Angela Readman on ‘A Little Prayer’ 14th October 2017 – Posted in: Unthology
Angela Readman writes about her Unthology 5 story, A Little Prayer
When I sat down to write the story I had no idea what it would be. I was writing a lot of flash fiction at the time and when I sat at my desk I thought I would write a thousand words. I had read a quote from a kidnapping victim in 1982 that fascinated me, ‘He treated me well, I’m not sure he is the evil ogre the world now thinks he is.’
I started to type. It became clear after 2000 words this didn’t want to be a flash fiction and going back to look at what I’d written and attempting to edit it wasn’t going to satisfy the story. I’d just have to continue writing to find out what the story wanted from me. Writing the story made me quite tense. I was outside my comfort zone subject wise, and I was unsure if I get away with it. I found myself getting up and doing things that would look strange if you didn’t know what writing a story is like sometimes. I can only compare it to method acting, I suppose. I would write, hold my wrists together and see what it was like to attempt eat something with limited movement. I would get up and pace the room to feel what it would be like to have how far I could pace restricted. I went upstairs and looked at the beams in the attic and the cracks between the roof tiles. The roof was leaking a little, I noticed. I listened to the birds and looked at the strands of light that came into the dark space. I live in the city and I don’t have a garden, so I was really surprised at being able to hear birds. Not just one bird, a few different birds. I couldn’t see them, I could only imagine what they were. I went back to my desk and wrote.
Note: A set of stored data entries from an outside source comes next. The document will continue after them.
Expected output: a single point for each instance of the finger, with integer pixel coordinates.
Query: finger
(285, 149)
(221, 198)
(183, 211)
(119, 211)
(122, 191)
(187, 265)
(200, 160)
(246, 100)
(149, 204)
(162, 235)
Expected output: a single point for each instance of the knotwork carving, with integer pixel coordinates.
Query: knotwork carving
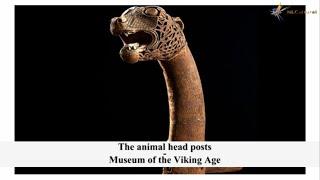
(148, 33)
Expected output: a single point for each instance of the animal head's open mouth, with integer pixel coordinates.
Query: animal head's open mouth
(136, 40)
(135, 43)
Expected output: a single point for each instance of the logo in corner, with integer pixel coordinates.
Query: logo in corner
(277, 11)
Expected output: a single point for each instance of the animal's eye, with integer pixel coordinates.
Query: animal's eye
(151, 11)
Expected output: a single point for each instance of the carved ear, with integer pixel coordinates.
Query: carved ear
(179, 21)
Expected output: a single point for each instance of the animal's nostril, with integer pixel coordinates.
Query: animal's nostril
(121, 19)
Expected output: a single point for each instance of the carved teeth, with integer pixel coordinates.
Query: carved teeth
(133, 46)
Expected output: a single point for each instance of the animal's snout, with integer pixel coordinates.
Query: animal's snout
(117, 25)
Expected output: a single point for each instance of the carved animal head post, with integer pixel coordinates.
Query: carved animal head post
(148, 33)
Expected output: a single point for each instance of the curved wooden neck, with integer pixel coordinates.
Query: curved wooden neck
(186, 102)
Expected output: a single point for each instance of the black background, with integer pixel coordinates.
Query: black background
(71, 85)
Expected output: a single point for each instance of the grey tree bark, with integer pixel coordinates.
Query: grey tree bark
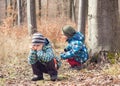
(103, 31)
(31, 17)
(82, 16)
(19, 12)
(6, 4)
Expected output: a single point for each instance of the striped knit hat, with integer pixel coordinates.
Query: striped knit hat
(37, 38)
(68, 31)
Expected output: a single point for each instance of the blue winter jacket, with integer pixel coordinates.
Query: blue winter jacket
(44, 55)
(76, 48)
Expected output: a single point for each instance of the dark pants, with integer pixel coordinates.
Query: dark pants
(40, 68)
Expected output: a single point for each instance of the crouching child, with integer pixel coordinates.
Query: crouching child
(42, 58)
(76, 51)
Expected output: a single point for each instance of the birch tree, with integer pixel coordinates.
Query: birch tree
(103, 31)
(19, 12)
(31, 16)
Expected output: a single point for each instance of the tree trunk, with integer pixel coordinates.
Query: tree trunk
(103, 31)
(40, 7)
(19, 12)
(31, 17)
(82, 16)
(6, 3)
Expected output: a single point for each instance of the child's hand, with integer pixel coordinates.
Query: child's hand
(33, 47)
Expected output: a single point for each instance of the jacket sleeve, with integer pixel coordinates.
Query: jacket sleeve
(75, 47)
(45, 56)
(32, 58)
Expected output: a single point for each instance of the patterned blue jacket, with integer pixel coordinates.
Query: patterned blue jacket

If this sounds like a strange way to write a story, it’s because it is. It’s not the way I usually write, but something about this made me have to pace around and notice small things. I couldn’t relax until the story was finished, I was waiting for someone to come through that hatch and rescue the girl at any time. When they didn’t, I had to keep writing.
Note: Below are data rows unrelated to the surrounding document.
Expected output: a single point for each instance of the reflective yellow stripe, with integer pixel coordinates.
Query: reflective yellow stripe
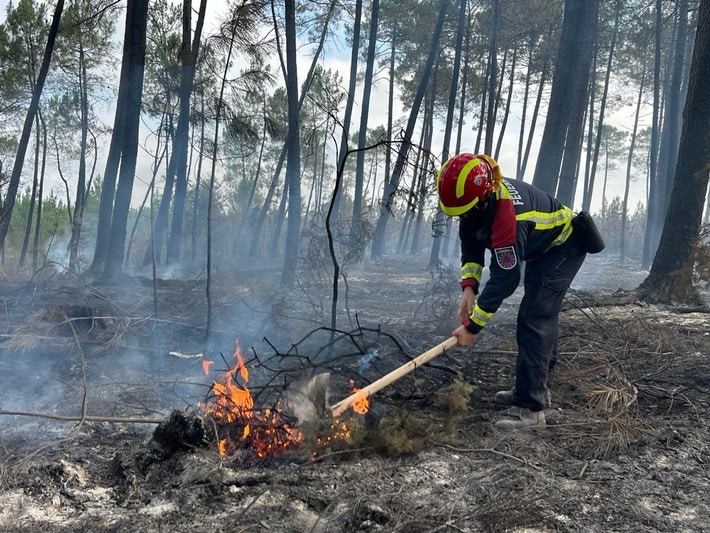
(472, 271)
(544, 221)
(480, 317)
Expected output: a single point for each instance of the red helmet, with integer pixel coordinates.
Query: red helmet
(462, 182)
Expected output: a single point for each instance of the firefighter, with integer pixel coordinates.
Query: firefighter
(518, 223)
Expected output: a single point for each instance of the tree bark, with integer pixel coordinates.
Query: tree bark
(182, 133)
(134, 62)
(671, 275)
(572, 70)
(13, 185)
(378, 242)
(293, 166)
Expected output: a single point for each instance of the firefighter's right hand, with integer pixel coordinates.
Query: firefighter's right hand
(468, 300)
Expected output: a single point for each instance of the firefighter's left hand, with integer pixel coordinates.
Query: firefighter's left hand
(464, 336)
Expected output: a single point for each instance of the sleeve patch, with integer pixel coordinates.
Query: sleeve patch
(506, 257)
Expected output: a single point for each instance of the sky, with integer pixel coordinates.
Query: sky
(339, 60)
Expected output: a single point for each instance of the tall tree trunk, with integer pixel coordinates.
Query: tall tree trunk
(439, 219)
(671, 275)
(343, 149)
(589, 181)
(629, 165)
(182, 133)
(572, 70)
(293, 167)
(33, 195)
(378, 242)
(672, 118)
(509, 99)
(264, 211)
(134, 59)
(80, 201)
(492, 79)
(653, 205)
(355, 229)
(13, 185)
(40, 195)
(583, 77)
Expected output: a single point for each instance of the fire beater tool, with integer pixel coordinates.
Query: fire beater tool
(316, 386)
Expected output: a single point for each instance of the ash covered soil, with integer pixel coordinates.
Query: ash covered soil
(89, 371)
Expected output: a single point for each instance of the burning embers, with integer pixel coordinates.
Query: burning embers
(231, 417)
(241, 426)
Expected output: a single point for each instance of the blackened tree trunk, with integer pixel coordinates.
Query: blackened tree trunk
(13, 185)
(572, 71)
(668, 150)
(589, 178)
(355, 229)
(439, 220)
(671, 275)
(182, 133)
(293, 165)
(343, 150)
(492, 80)
(653, 205)
(134, 63)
Once the story was done, I breathed. I read through it and felt so sad at some points I couldn’t explain it. The whole thing made me nervous. I wanted to attempt to explain it all away somehow by mentioning Stockholm Syndrome, but I didn’t feel there was anywhere in the story wanted it. It would just be a case of me wanting to jam the words in to make me less nervous, so I didn’t do it. I was satisfied that I’d told the story as it wanted to be told, but I didn’t know anywhere that would consider such an uncomfortable piece. I was concerned about articles in the papers about people who go missing and I was waiting until there weren’t any so I could submit the story. This didn’t happen. There are always stories like that. I started to realise there may never be a time this story didn’t make me feel a bit tense, or strike a chord. Perhaps that’s OK. Things happen that should make us tense, if we are human. And so I submitted the story to Unthank. They were the only people I knew who might take a chance on such a strange story. It was a story I almost didn’t want to write that insisted on being written whether I liked it not.